Topical decongestants are wonderful symptom relievers. Afrin (Oxymetozoline) is the “gold standard” in topical decongestion. We generally have our patients use two to three sprays in each nostril for three days to initiate therapy. This is extremely effective in facilitating drainage as well as breathing. Neosynephrine is also available, but it seems to have more systemic side effects such as tachycardia and hypertension.
If topical decongestants are used too frequently, patients risk developing “rebound congestion”. This side effect makes many patients dependent on chronic use just to breathe normally. This is why nose sprays should be reserved for emergency and short-term use. However, they can be safely used for several days before rebound effects occur.

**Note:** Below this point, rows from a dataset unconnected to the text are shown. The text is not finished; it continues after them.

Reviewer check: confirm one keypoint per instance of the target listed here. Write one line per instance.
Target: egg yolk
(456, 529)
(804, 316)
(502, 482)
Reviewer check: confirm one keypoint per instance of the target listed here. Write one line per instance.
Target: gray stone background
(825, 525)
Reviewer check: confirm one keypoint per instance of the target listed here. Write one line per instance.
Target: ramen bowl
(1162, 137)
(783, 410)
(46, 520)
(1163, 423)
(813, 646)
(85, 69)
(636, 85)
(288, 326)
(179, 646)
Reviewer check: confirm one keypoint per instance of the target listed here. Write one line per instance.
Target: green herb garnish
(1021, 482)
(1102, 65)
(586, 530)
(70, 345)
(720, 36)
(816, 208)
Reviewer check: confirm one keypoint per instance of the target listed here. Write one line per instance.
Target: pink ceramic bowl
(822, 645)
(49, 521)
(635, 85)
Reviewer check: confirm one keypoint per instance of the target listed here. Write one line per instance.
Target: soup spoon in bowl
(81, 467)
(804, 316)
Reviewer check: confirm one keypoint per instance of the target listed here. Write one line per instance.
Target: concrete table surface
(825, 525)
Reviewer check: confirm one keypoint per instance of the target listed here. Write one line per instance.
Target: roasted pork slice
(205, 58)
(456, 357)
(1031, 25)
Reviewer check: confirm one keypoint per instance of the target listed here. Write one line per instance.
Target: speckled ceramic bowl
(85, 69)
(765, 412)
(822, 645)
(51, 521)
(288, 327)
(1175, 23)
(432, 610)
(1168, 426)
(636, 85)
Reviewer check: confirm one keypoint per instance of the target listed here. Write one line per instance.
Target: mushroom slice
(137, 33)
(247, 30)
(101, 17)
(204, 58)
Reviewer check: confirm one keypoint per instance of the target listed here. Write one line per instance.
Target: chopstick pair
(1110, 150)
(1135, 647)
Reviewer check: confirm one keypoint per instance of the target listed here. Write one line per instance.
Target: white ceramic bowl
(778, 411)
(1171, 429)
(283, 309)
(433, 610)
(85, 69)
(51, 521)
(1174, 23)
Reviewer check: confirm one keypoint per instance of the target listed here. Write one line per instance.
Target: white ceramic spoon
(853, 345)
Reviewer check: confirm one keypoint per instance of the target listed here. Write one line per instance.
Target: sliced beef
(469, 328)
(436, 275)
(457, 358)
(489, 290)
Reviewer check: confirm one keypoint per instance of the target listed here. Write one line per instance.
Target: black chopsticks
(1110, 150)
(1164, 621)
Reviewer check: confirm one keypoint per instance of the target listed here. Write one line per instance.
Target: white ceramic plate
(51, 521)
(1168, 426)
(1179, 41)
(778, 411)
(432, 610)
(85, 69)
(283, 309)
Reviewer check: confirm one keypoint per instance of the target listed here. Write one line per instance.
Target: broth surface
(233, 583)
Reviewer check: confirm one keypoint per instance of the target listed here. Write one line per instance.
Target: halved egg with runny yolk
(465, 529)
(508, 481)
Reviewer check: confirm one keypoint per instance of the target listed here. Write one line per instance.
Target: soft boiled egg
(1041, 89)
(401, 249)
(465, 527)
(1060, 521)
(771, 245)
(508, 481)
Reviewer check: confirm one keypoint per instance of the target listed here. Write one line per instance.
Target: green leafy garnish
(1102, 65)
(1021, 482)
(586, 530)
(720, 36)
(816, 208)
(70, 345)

Systemic decongestants such as pseudophedrine or phenylpropanolamine are also good adjuncts to open up the sinonasal passages and lessen secretions. However, they do have side effects that should be considered. Any time you see a product with the suffix -D (such as Claritin-D, Allegra-D, Zyrtec-D, etc.), that means it is combined with a systemic decongestant.
We typically start patients on 30 to 60 mg of pseudophedrine every four to six hours. Note that pharmacies have been carefully monitoring sales of these decongestants because they are used to make Methamphetimine (“meth”), so you may need to ask the pharmacist for the product.